OL : Passer le relais, Aulas n’y arrivera jamais

OL : Passer le relais, Aulas n’y arrivera jamais

Longtemps reconnu pour ses compétences, Jean-Michel Aulas subit de plus en plus de critiques. Il faut dire que le président de l’Olympique Lyonnais commet quelques erreurs remarquées. De quoi l’inciter à laisser les commandes dans les années à venir ? Pour le consultant Nicolas Puydebois, ce jour n’est pas près d’arriver.

Alors que l’après-Olympico aurait pu lui permettre de redorer son image, Jean-Michel Aulas s’est plutôt enfoncé pendant cet épisode. Le président de l’Olympique Lyonnais, au lieu d’assumer ses responsabilités et de penser au football français dans son ensemble, a préféré défendre les siens. Quitte à tenir des propos inadaptés dans ce contexte. Ce dossier rappelle forcément sa gestion de l’arrêt de la saison pendant la crise sanitaire, lorsque le dirigeant avait déjà lancé des idées plus ou moins crédibles, toutes en faveur de son équipe.

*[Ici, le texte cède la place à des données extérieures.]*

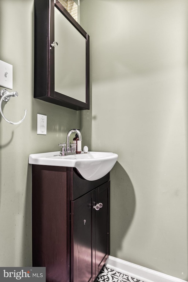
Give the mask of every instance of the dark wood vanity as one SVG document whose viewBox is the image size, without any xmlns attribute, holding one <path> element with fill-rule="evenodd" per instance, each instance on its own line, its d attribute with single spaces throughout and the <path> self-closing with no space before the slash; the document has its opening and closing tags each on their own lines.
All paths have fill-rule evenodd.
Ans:
<svg viewBox="0 0 188 282">
<path fill-rule="evenodd" d="M 109 176 L 90 181 L 74 168 L 32 165 L 33 266 L 46 267 L 47 282 L 92 282 L 103 267 Z"/>
</svg>

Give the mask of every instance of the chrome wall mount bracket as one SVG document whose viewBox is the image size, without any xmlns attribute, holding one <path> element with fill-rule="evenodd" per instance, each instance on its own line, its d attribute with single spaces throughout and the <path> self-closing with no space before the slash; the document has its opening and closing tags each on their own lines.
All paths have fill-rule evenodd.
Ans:
<svg viewBox="0 0 188 282">
<path fill-rule="evenodd" d="M 0 91 L 0 96 L 1 97 L 0 100 L 0 113 L 4 118 L 4 119 L 9 123 L 11 123 L 12 124 L 19 124 L 19 123 L 22 122 L 25 119 L 27 114 L 27 110 L 25 110 L 25 114 L 23 118 L 22 118 L 19 121 L 17 122 L 13 122 L 13 121 L 11 121 L 8 119 L 7 119 L 4 116 L 3 113 L 2 109 L 1 108 L 1 105 L 2 102 L 3 101 L 5 101 L 5 102 L 8 102 L 9 101 L 11 97 L 17 97 L 18 95 L 18 93 L 16 91 L 15 92 L 9 92 L 6 89 L 3 89 Z"/>
</svg>

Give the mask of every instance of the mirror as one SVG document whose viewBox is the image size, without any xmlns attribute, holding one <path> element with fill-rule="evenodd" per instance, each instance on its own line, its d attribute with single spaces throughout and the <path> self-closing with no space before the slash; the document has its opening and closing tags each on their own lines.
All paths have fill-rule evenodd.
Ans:
<svg viewBox="0 0 188 282">
<path fill-rule="evenodd" d="M 34 97 L 89 109 L 89 37 L 54 2 L 35 0 Z M 52 46 L 54 42 L 58 46 Z"/>
</svg>

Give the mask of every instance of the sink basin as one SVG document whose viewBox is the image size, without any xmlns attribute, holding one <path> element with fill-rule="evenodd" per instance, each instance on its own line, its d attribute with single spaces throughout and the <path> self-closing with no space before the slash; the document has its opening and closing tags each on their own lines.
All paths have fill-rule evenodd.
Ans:
<svg viewBox="0 0 188 282">
<path fill-rule="evenodd" d="M 117 154 L 106 152 L 88 152 L 84 154 L 59 156 L 59 151 L 32 154 L 29 163 L 57 166 L 75 167 L 87 180 L 99 179 L 109 172 L 115 163 Z"/>
</svg>

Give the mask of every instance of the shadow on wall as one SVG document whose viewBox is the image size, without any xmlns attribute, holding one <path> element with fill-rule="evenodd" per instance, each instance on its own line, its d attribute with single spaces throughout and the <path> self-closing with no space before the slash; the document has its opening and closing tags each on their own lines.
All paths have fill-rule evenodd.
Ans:
<svg viewBox="0 0 188 282">
<path fill-rule="evenodd" d="M 118 257 L 118 251 L 133 219 L 136 200 L 131 181 L 118 162 L 110 175 L 110 255 Z"/>
</svg>

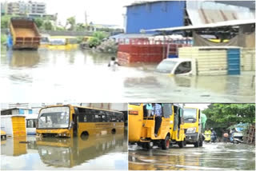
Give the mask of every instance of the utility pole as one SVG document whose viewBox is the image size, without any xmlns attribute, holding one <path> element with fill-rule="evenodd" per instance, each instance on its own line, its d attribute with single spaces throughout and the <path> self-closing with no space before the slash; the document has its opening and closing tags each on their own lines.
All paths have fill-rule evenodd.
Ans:
<svg viewBox="0 0 256 171">
<path fill-rule="evenodd" d="M 87 14 L 86 14 L 86 10 L 85 11 L 85 19 L 86 19 L 86 25 L 87 26 L 88 22 L 87 22 Z"/>
</svg>

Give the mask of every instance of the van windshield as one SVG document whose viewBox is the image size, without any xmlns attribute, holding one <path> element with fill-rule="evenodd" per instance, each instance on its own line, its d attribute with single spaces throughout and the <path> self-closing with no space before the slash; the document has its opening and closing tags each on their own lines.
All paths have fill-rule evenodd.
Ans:
<svg viewBox="0 0 256 171">
<path fill-rule="evenodd" d="M 156 71 L 158 73 L 170 74 L 177 62 L 164 60 L 158 66 Z"/>
<path fill-rule="evenodd" d="M 38 117 L 38 129 L 67 128 L 70 122 L 68 107 L 42 109 Z"/>
<path fill-rule="evenodd" d="M 197 109 L 184 109 L 185 123 L 194 123 L 197 121 Z"/>
</svg>

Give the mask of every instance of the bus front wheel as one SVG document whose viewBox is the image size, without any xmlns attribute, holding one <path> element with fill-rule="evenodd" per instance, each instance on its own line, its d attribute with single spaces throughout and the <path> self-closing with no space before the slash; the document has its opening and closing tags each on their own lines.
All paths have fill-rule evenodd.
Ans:
<svg viewBox="0 0 256 171">
<path fill-rule="evenodd" d="M 185 146 L 184 144 L 184 141 L 178 142 L 179 148 L 183 148 Z"/>
<path fill-rule="evenodd" d="M 167 149 L 170 146 L 170 137 L 167 135 L 166 137 L 166 139 L 162 141 L 162 149 Z"/>
</svg>

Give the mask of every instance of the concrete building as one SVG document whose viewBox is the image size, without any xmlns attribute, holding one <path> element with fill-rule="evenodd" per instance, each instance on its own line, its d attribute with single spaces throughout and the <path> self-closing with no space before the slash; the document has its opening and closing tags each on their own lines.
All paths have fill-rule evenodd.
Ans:
<svg viewBox="0 0 256 171">
<path fill-rule="evenodd" d="M 214 1 L 154 1 L 133 3 L 126 7 L 126 34 L 139 34 L 142 30 L 255 18 L 255 10 L 251 7 Z"/>
<path fill-rule="evenodd" d="M 46 5 L 45 2 L 4 2 L 1 3 L 1 14 L 46 14 Z"/>
</svg>

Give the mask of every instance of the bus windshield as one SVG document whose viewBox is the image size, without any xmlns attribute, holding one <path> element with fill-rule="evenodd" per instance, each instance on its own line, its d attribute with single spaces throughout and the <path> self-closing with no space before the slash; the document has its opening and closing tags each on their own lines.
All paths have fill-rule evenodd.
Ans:
<svg viewBox="0 0 256 171">
<path fill-rule="evenodd" d="M 46 108 L 40 112 L 38 129 L 67 128 L 69 121 L 69 107 Z"/>
<path fill-rule="evenodd" d="M 197 121 L 197 109 L 184 109 L 184 122 L 194 123 Z"/>
<path fill-rule="evenodd" d="M 158 66 L 156 71 L 158 73 L 170 74 L 176 63 L 177 62 L 164 60 Z"/>
</svg>

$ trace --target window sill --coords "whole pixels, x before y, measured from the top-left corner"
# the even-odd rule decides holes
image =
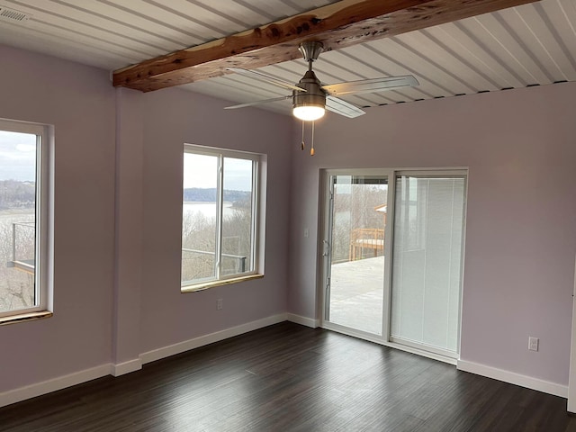
[[[239,282],[251,281],[253,279],[261,279],[264,274],[248,274],[248,276],[234,277],[232,279],[224,279],[220,281],[210,281],[203,284],[194,284],[194,285],[183,286],[180,291],[182,292],[195,292],[197,291],[204,291],[216,286],[230,285]]]
[[[0,326],[7,326],[8,324],[15,324],[17,322],[42,320],[44,318],[50,318],[52,315],[54,314],[50,310],[41,310],[40,312],[21,313],[20,315],[10,315],[9,317],[1,317]]]

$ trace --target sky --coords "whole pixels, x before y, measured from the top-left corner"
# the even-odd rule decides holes
[[[0,180],[34,181],[36,135],[0,130]]]
[[[215,156],[184,155],[184,187],[216,187],[218,158]],[[224,158],[224,189],[252,190],[252,161]]]

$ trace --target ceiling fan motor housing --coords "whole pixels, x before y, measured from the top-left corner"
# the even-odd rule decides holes
[[[326,105],[326,92],[322,90],[320,80],[313,71],[309,70],[304,74],[302,79],[298,83],[298,86],[306,90],[300,92],[292,90],[292,107],[297,106],[324,106]]]

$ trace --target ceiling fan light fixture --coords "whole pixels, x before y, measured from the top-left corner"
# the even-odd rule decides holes
[[[292,109],[292,114],[294,117],[304,122],[312,122],[314,120],[324,117],[326,110],[323,105],[320,104],[305,104],[300,106],[294,106]]]

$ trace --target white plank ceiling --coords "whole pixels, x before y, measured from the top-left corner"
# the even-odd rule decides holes
[[[113,70],[330,3],[0,0],[0,9],[30,15],[17,22],[0,10],[0,43]],[[414,75],[420,83],[343,97],[362,107],[576,81],[576,0],[542,0],[325,52],[314,68],[325,84],[398,75]],[[295,60],[259,70],[296,83],[306,64]],[[232,104],[287,94],[239,75],[184,87]],[[290,107],[290,101],[262,105],[286,113]]]

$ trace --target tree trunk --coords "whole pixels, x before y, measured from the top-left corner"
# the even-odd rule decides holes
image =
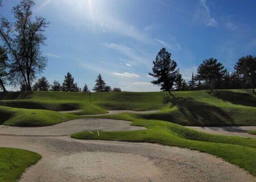
[[[5,87],[4,87],[4,83],[2,81],[2,80],[1,78],[0,78],[0,84],[1,84],[2,88],[3,88],[3,89],[4,90],[4,91],[7,92],[7,90],[6,90],[6,89],[5,89]]]

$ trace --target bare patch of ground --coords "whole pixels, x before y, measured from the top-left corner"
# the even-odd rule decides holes
[[[16,127],[0,125],[0,135],[59,136],[69,135],[86,130],[106,131],[146,130],[146,128],[130,125],[131,122],[109,119],[74,119],[52,126],[42,127]]]
[[[42,155],[21,182],[255,181],[246,171],[220,158],[158,144],[0,136],[0,146]]]
[[[200,126],[186,126],[192,129],[214,134],[238,136],[256,138],[256,135],[247,133],[251,130],[256,130],[255,126],[221,126],[205,127]]]

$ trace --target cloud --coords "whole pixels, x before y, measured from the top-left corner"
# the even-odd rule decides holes
[[[49,57],[56,57],[56,58],[61,58],[61,57],[58,55],[54,54],[51,54],[50,53],[45,53],[44,55],[49,56]]]
[[[175,43],[173,44],[173,45],[170,45],[164,41],[157,39],[154,39],[154,40],[157,42],[161,44],[165,48],[169,48],[175,51],[180,50],[181,49],[180,45],[177,43]]]
[[[226,23],[226,27],[227,29],[231,30],[236,30],[237,28],[237,27],[230,22],[227,22]]]
[[[138,64],[140,63],[148,65],[148,60],[150,60],[149,59],[139,55],[133,49],[125,45],[113,43],[105,43],[103,45],[107,48],[116,50],[122,54],[129,57],[133,61],[135,62],[134,63]]]
[[[200,4],[201,8],[201,13],[203,16],[203,20],[206,26],[217,27],[218,27],[218,23],[211,16],[209,7],[207,4],[207,0],[200,0]]]
[[[151,30],[152,29],[154,29],[156,26],[156,25],[147,26],[144,28],[144,31],[149,31],[149,30]]]
[[[113,72],[112,74],[118,76],[128,77],[130,78],[140,78],[140,76],[139,75],[133,73],[130,73],[127,72],[124,72],[123,73],[117,73]]]

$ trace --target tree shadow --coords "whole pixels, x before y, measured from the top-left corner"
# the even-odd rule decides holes
[[[235,104],[256,107],[256,97],[251,94],[235,92],[228,90],[208,91],[207,93],[225,102]]]
[[[174,99],[167,97],[164,98],[164,102],[165,103],[171,103],[171,108],[178,107],[180,112],[177,113],[176,116],[172,116],[172,119],[186,121],[183,125],[219,126],[234,125],[231,118],[221,108],[196,101],[192,98],[178,97]],[[181,117],[179,116],[181,113]],[[174,120],[172,122],[177,123]]]

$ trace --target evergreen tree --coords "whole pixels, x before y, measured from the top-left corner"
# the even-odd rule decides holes
[[[89,89],[89,87],[88,87],[88,86],[87,86],[87,85],[86,84],[84,84],[84,87],[83,88],[83,92],[90,92],[90,90]]]
[[[62,84],[62,90],[65,92],[74,92],[76,89],[74,84],[74,78],[68,72],[65,76],[64,81]]]
[[[160,85],[161,90],[168,92],[171,95],[171,91],[179,73],[179,69],[176,69],[177,64],[171,59],[171,55],[165,48],[162,49],[157,54],[155,61],[153,61],[153,73],[148,73],[156,79],[151,83]]]
[[[92,90],[96,92],[104,92],[106,87],[106,84],[103,80],[100,74],[97,76],[97,78],[95,80],[96,83]]]
[[[224,66],[213,57],[203,61],[197,68],[197,79],[208,83],[209,90],[214,88],[215,82],[222,79],[225,74]]]
[[[194,90],[196,87],[196,82],[195,81],[194,73],[192,72],[192,76],[191,77],[191,80],[188,81],[188,85],[189,89],[191,90]]]
[[[186,90],[188,90],[188,84],[186,82],[186,80],[184,80],[183,79],[183,80],[182,81],[182,83],[181,83],[181,90],[182,91],[186,91]]]
[[[234,68],[237,72],[242,74],[247,81],[251,83],[252,92],[255,93],[254,89],[256,83],[256,57],[249,55],[240,58]]]
[[[105,87],[105,90],[104,92],[109,92],[112,91],[112,88],[110,86],[107,85]]]
[[[33,87],[34,90],[35,91],[48,91],[50,87],[50,84],[46,78],[43,77],[37,80]]]
[[[121,92],[121,88],[119,87],[114,87],[112,90],[112,92]]]
[[[6,83],[6,77],[8,75],[7,70],[8,65],[7,62],[8,60],[6,50],[0,46],[0,89],[2,88],[4,92],[7,91],[4,84]]]
[[[51,86],[51,90],[52,91],[60,91],[61,90],[61,86],[60,84],[55,80]]]
[[[182,89],[183,81],[183,79],[182,78],[181,74],[179,74],[175,80],[176,90],[181,90]]]

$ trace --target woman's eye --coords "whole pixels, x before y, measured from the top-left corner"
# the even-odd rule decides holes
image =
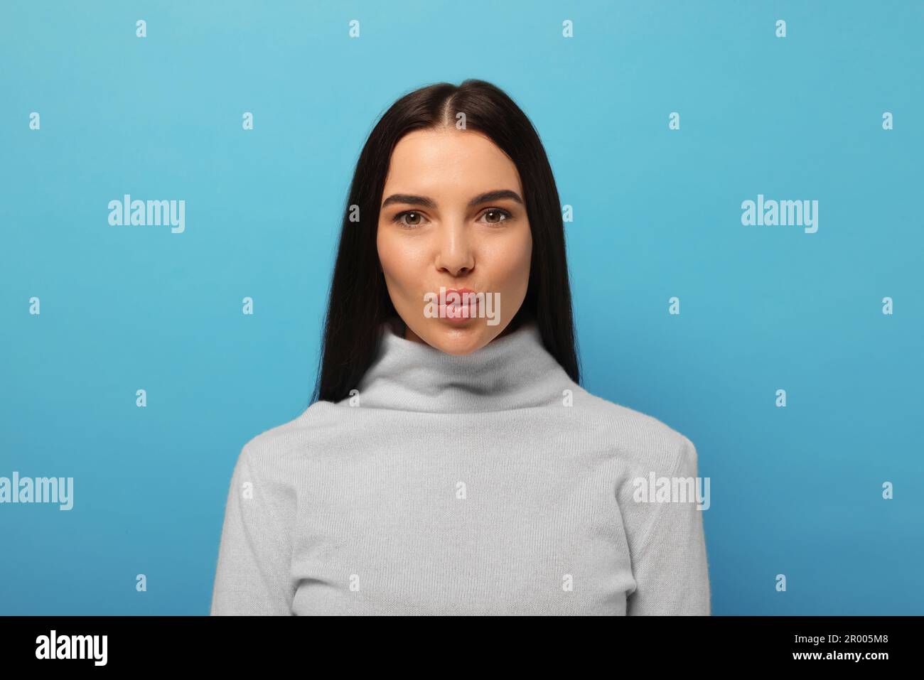
[[[500,208],[492,208],[484,213],[485,222],[489,225],[500,225],[502,222],[506,222],[513,215],[507,212],[505,210],[501,210]]]
[[[406,217],[407,218],[407,220],[405,219]],[[419,226],[423,224],[423,215],[416,211],[406,210],[404,212],[398,212],[395,215],[394,222],[406,227]]]

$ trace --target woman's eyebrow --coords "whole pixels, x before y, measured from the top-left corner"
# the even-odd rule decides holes
[[[485,191],[483,194],[479,194],[471,200],[468,201],[468,207],[472,208],[476,205],[480,205],[481,203],[488,203],[492,200],[500,200],[502,199],[510,199],[511,200],[516,200],[520,205],[523,204],[523,199],[520,198],[519,194],[516,191],[511,191],[510,189],[495,189],[493,191]],[[391,205],[392,203],[405,203],[407,205],[422,205],[424,208],[435,208],[436,201],[426,196],[415,196],[414,194],[392,194],[383,201],[382,201],[382,207]]]

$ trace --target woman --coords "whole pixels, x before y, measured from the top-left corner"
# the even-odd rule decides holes
[[[695,478],[693,443],[578,382],[532,125],[481,80],[402,97],[353,177],[316,400],[237,459],[212,613],[710,613],[699,508],[639,493]]]

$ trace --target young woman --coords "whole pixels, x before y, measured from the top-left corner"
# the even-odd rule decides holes
[[[353,176],[316,399],[235,467],[212,613],[710,613],[697,499],[647,492],[696,481],[693,443],[578,382],[529,120],[481,80],[402,97]]]

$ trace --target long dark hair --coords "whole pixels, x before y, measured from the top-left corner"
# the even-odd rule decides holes
[[[311,401],[340,401],[375,358],[378,330],[397,312],[379,262],[376,231],[392,152],[417,129],[455,125],[486,135],[514,162],[532,232],[529,283],[517,323],[535,320],[546,350],[580,382],[571,288],[558,189],[532,123],[503,91],[484,80],[441,82],[398,99],[370,133],[353,174],[331,283],[318,382]],[[359,211],[359,220],[356,220]]]

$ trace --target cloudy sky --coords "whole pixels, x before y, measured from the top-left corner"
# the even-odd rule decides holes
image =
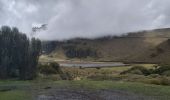
[[[30,35],[41,24],[46,40],[170,27],[170,0],[0,0],[0,26]]]

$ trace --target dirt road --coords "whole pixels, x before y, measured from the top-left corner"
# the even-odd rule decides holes
[[[70,90],[70,89],[44,89],[37,95],[37,100],[156,100],[121,90]]]

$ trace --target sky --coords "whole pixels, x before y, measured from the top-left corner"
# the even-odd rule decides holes
[[[170,0],[0,0],[0,26],[28,36],[62,40],[170,27]]]

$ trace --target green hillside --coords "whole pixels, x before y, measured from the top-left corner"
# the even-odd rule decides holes
[[[169,37],[170,28],[164,28],[96,39],[75,38],[66,41],[48,41],[45,47],[53,44],[53,49],[48,52],[48,55],[56,59],[126,62],[150,62],[148,60],[153,60],[153,62],[162,62],[168,61],[170,55],[166,54],[165,57],[163,53],[157,57],[151,58],[150,56],[153,56],[152,53],[159,47],[168,53],[168,47],[163,45],[167,45],[166,41]]]

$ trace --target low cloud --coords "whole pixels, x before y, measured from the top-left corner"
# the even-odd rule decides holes
[[[118,35],[170,26],[169,0],[0,0],[0,25],[45,40]]]

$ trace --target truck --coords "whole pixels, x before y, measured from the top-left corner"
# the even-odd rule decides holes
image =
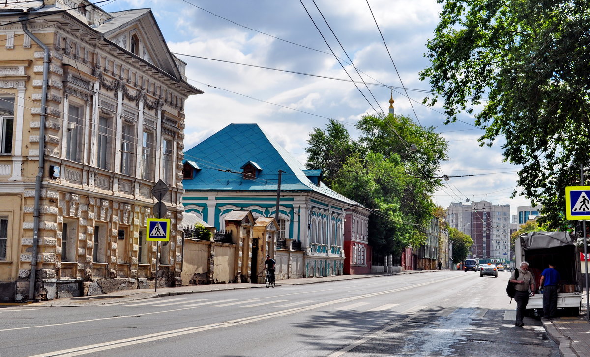
[[[541,273],[553,262],[561,280],[558,290],[557,308],[567,315],[577,316],[582,306],[582,274],[579,254],[569,232],[529,232],[514,241],[516,268],[522,261],[529,263],[529,271],[535,277],[535,294],[529,297],[529,316],[543,313],[543,294],[539,286]]]

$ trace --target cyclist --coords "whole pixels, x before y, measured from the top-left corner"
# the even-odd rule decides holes
[[[267,255],[266,260],[264,261],[264,269],[268,269],[268,273],[270,274],[270,276],[273,281],[274,281],[274,259],[270,257],[270,256]]]

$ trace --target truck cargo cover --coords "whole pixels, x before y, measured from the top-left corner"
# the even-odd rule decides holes
[[[529,232],[521,234],[519,239],[525,250],[573,245],[569,232]]]

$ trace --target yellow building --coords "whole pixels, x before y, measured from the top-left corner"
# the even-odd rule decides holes
[[[0,301],[179,283],[184,104],[202,93],[186,64],[149,9],[2,2]],[[171,238],[156,274],[160,179]]]

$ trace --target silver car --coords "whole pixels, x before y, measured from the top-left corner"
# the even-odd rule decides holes
[[[479,268],[480,276],[490,275],[494,278],[498,277],[498,270],[496,269],[494,264],[489,263],[487,264],[480,264]]]

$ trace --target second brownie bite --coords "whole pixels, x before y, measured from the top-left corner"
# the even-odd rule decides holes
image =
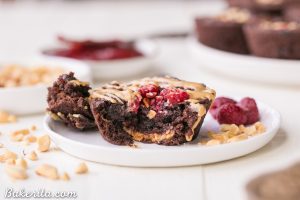
[[[89,89],[89,84],[77,80],[72,72],[59,76],[48,88],[47,110],[51,118],[78,130],[94,128],[88,102]]]
[[[94,89],[90,106],[110,143],[180,145],[197,137],[214,98],[203,84],[154,77]]]

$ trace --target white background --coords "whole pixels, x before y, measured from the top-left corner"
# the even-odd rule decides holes
[[[192,30],[197,14],[212,13],[222,3],[192,2],[18,2],[0,4],[0,60],[28,57],[55,41],[56,34],[72,37],[136,37],[168,30]],[[125,168],[88,163],[90,173],[73,173],[80,160],[59,150],[40,155],[40,163],[52,163],[60,171],[68,171],[70,182],[51,181],[37,177],[34,166],[27,181],[12,181],[0,165],[0,199],[8,186],[27,190],[77,191],[78,199],[245,199],[245,184],[258,174],[287,166],[299,160],[300,88],[261,85],[229,77],[221,77],[198,68],[184,40],[159,41],[161,55],[156,68],[161,72],[191,81],[205,82],[218,95],[251,96],[280,111],[282,125],[274,140],[261,150],[243,158],[216,164],[184,168]],[[213,62],[213,61],[212,61]],[[257,72],[259,73],[259,71]],[[147,74],[145,74],[147,75]],[[270,72],[271,75],[271,72]],[[1,101],[1,97],[0,97]],[[13,104],[17,104],[16,99]],[[22,117],[16,125],[0,125],[0,141],[8,143],[11,130],[35,124],[43,134],[42,115]],[[14,143],[9,147],[20,151]],[[159,156],[159,155],[158,155]]]

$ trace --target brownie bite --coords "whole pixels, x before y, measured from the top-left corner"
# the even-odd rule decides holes
[[[300,163],[269,173],[247,185],[248,200],[299,200]]]
[[[215,91],[203,84],[171,77],[112,82],[90,93],[100,133],[117,145],[190,142],[215,98]]]
[[[196,36],[199,42],[209,47],[247,54],[243,25],[250,17],[250,12],[239,8],[230,8],[214,17],[198,17],[195,19]]]
[[[300,3],[287,6],[283,14],[284,18],[288,21],[300,22]]]
[[[253,55],[300,59],[300,24],[274,19],[255,20],[244,27]]]
[[[48,88],[48,113],[52,119],[62,121],[78,130],[94,128],[95,122],[88,98],[90,86],[74,77],[63,74]]]

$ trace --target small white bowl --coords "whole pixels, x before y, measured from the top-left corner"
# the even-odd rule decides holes
[[[91,67],[93,80],[111,81],[119,78],[131,77],[147,71],[151,66],[154,57],[158,53],[156,43],[149,39],[137,40],[135,48],[143,56],[115,59],[115,60],[82,60]],[[57,57],[44,55],[45,57]]]
[[[24,67],[60,67],[65,70],[65,73],[74,72],[75,76],[82,81],[91,81],[89,67],[85,63],[73,59],[36,57],[22,60],[0,60],[1,66],[9,64],[18,64]],[[0,110],[5,110],[16,115],[34,114],[45,111],[47,106],[47,87],[49,85],[39,84],[0,88]]]

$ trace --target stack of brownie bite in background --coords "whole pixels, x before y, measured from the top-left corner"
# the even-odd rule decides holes
[[[300,59],[300,0],[227,0],[219,15],[197,17],[206,46],[254,56]]]

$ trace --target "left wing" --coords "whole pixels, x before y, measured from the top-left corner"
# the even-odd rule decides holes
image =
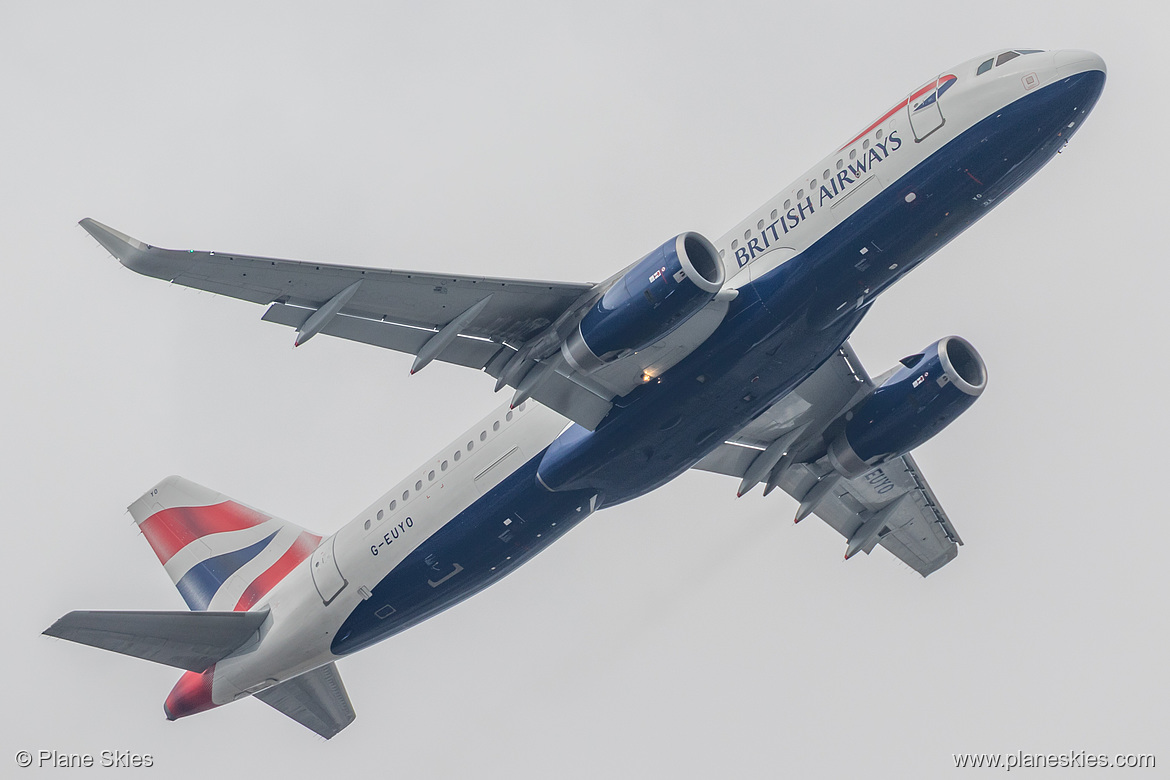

Aulas jusqu’à 75 ans… ou plus

Ajoutez à cela de mauvaises décisions, comme la non-prolongation de l’ancien coach Bruno Genesio, la nomination du débutant Juninho au poste de directeur sportif, ou encore celle de Vincent Ponsot au-dessus du Brésilien, et l’on obtient un président beaucoup moins inspiré qu’auparavant. De quoi s’interroger sur son avenir à court terme. En effet, on se souvient qu’en avril 2020, le patron aujourd’hui âgé de 72 ans avait fixé une éventuelle date pour un passage de relais. « Ce qui est raisonnable, c'est d'imaginer qu'à l'orée de mes 75 ans, si on avait un président opérationnel, ce serait bien », confiait l’homme d’affaires, en pensant à Tony Parker comme possible successeur.

Mais de son côté, l’ancien gardien des Gones Nicolas Puydebois n’imagine pas Jean-Michel Aulas quitter son poste. « En mon for intérieur, je pense que hormis un cas de force majeure, il mourra président de l’OL, comme Louis Nicollin l’a fait, a prédit le consultant d’Olympique et Lyonnais, contacté par le média 20 Minutes. Et comme tous les grands bâtisseurs, son travail sera surtout reconnu après coup… » On parle effectivement d’un président arrivé en 1987, à l’époque où l’OL évoluait en deuxième division, et qui a notamment dominé le football français au début des années 2000.